Scheduled Scan
Reverse ETL (Scheduled Scan) continuously pulls data from the source and writes it to the target on a fixed schedule. This approach is ideal for:
- Data sources that lack CDC (Change Data Capture) logging capabilities.
- Scenarios requiring data refreshes at specific intervals (like every N seconds or minutes).
- Near real-time synchronization where slight delays are acceptable.
Supported Pipelines
| Source -> Target | Sync Mode | Pre-execution Action (Optional) | Incremental Field1 Type |
|---|---|---|---|
| StarRocks -> MySQL | Scheduled Scan | Truncate Target2, Rename and Create3 | DateTime |
| Doris -> MySQL | Scheduled Scan | Truncate Target, Rename and Create | DateTime, High-Precision DateTime |
| Redshift -> MySQL | Scheduled Scan | Truncate Target | Timestamp |
| Elasticsearch -> Elasticsearch | Scheduled Scan | Truncate Target | Date, Nanosecond Date, ES Timestamp |
| OssFile -> PostgreSQL | Scheduled Scan | Truncate Target4 | / |
| SshFile -> PostgreSQL | Scheduled Scan | Truncate Target | / |
| S3File -> PostgreSQL | Scheduled Scan | Truncate Target | / |
| Yuque -> PostgreSQL | Scheduled Scan | Truncate Target | / |
信息
- The Incremental Field requires a time-type column. Once configured, BladePipe automatically extracts newly added or updated records where the time is "after the last scan". This achieves incremental synchronization. (Note: This method cannot sync hard-deleted records from the source.)

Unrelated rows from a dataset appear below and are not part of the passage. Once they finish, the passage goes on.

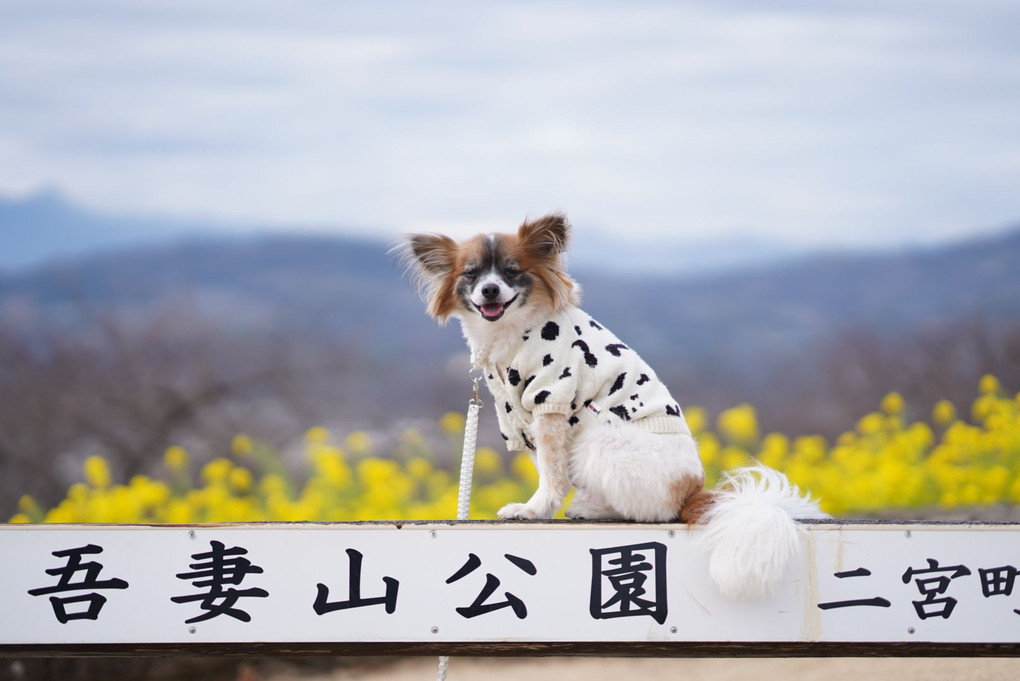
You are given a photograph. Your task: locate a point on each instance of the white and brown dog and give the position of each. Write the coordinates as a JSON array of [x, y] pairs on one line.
[[592, 412]]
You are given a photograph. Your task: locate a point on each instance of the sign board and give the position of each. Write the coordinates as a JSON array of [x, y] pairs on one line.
[[478, 582]]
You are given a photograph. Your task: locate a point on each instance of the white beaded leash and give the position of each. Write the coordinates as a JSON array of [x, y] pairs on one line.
[[466, 472]]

- Truncate Target: BladePipe empties the target table before starting the current scan. This is useful for periodic full table migrations (such as report results).
- Rename and Create: BladePipe executes
rename table A to A_arc_timestampandcreate table A like A_arc_timestampbefore starting the current scan. This is also useful for periodic full table migrations. - For file-based sources, "Truncate Target" only deletes the corresponding file data rather than emptying the entire table.
Operations
Select Data Sources
- Select the source and target data sources, and click Test Connection.
- Select the specific schema you want to synchronize.
Configure DataJob
- On the DataJob page, select Incremental as the DataJob Type.
- Select Periodic Scan as the Sync Mode, and set the parameters:
- Interval: The interval between each scan in seconds (defaults to 300 seconds).
- Pre-execution Action: The action you want to perform before starting a scan.
Select Data Tables
- On the Tables page, select the tables you want to migrate.
- Click Open Action Blacklist to filter out specific DML/DDL operations as needed.
Process Data
- On the Data Processing page, select the columns you want to migrate.
- Configure the Incremental Field as needed. If you skip this, BladePipe performs a full table scan every time.
- Set individually: Click Operation > Incremental Field to set it for a single table.
- Set in batches: Click Batch Operation > Incremental Field to apply the setting to multiple tables.
Confirm Creation
- On the Creation page, verify all DataJob information.
- Click Create DataJob.
Recommended Settings
- Interval: Start with a larger interval (such as 300 seconds). You can decrease it later once the pipeline runs stably.
- Pre-execution Action:
- If you want to perform an incremental sync (by setting an Incremental Field on the Data Processing page), select None.
- If the tables are small and you need to replicate source deletions, skip the Incremental Field and select Truncate Target instead.
- Incremental Field: Prioritize time fields that are sortable, clearly incremental, and comparable.
FAQs
Q: Why can't I see the "Incremental Field" option?
Your current data pipeline does not support this feature, or the selected field type is not supported.
Q: Can I skip configuring an Incremental Field?
Yes, if your data pipeline supports it. The system will generally perform a full scan or replication on every cycle.
Q: How do I know if the DataJob is running in RETL mode?
A distinct "clock" icon (Scheduled Scan) appears in the DataJob list and DataJob details page.